Most of the weekend was filled with educational presentations and panels along with ice-breakers and social activities to get to know other students. Presentations covered topics from asexuality and ableism in the queer community to queer representation in media and mental health in the queer community, among others.
There was also space made for queer and trans people of color (QTPOC) to have discussions. For me, this was one of the most crucial and transformative aspects of the weekend. I can’t separate my queer and black identities — they intersect and influence one another. Mainstream media creates an image that the only queer people are gay white men, but even going back to the Stonewall riots, black queer icons like Marsha Johnson are important figures in LGBTQIA+ community and history.

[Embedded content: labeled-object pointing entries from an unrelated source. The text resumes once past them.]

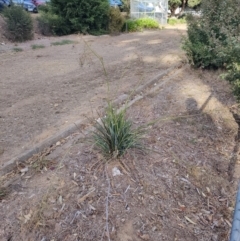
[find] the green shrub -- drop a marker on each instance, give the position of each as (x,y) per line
(114,134)
(52,24)
(116,21)
(126,6)
(37,46)
(140,24)
(63,42)
(17,49)
(212,37)
(174,21)
(80,15)
(19,23)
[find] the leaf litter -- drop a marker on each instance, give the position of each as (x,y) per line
(179,190)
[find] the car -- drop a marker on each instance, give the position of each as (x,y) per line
(114,3)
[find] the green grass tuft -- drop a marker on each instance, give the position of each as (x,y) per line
(37,46)
(63,42)
(174,21)
(114,134)
(17,49)
(134,25)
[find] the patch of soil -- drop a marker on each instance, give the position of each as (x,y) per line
(178,190)
(3,39)
(45,90)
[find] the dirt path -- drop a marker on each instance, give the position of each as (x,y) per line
(179,190)
(44,90)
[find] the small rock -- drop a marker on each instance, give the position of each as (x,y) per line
(58,143)
(116,172)
(214,237)
(154,228)
(24,170)
(58,227)
(145,237)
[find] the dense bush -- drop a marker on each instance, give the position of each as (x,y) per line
(19,23)
(81,15)
(52,24)
(213,39)
(116,20)
(114,134)
(133,25)
(174,21)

QTPOC need to have their own spaces to have discussions on how to navigate this world in our skin. I had never been in a QTPOC-dominated space before I arrived at Lav Summit. Being in that space — in a room full of other people of color who identified as queer in some way — made me feel welcome in a way that I never had before.
Over that weekend, I met people around whom I felt I could be my authentic self, unapologetically. During the QTPOC meetings, I was able to say what was on my mind without fear. Many other people told me they could relate to what I shared pertaining to my experiences as a queer black woman.
I learned it’s OK to be complicated and still figuring yourself out — it doesn’t make you less valid. We have our whole lives to figure ourselves out and getting to a point where you can be OK with that is important. If you keep trying to tell yourself who you are, rather than allowing yourself to discover that on your own time, you’re going to end up trying to be something you aren’t.
Coming out of Lav Summit, I have people who will look out for me if I need them to — people who will continue to learn and grow with me. Everyone deserves that, regardless of race, gender or sexuality. This is my thanks to everyone I met at Lav Summit — the Lav Pals and the courageous QTPOC folks.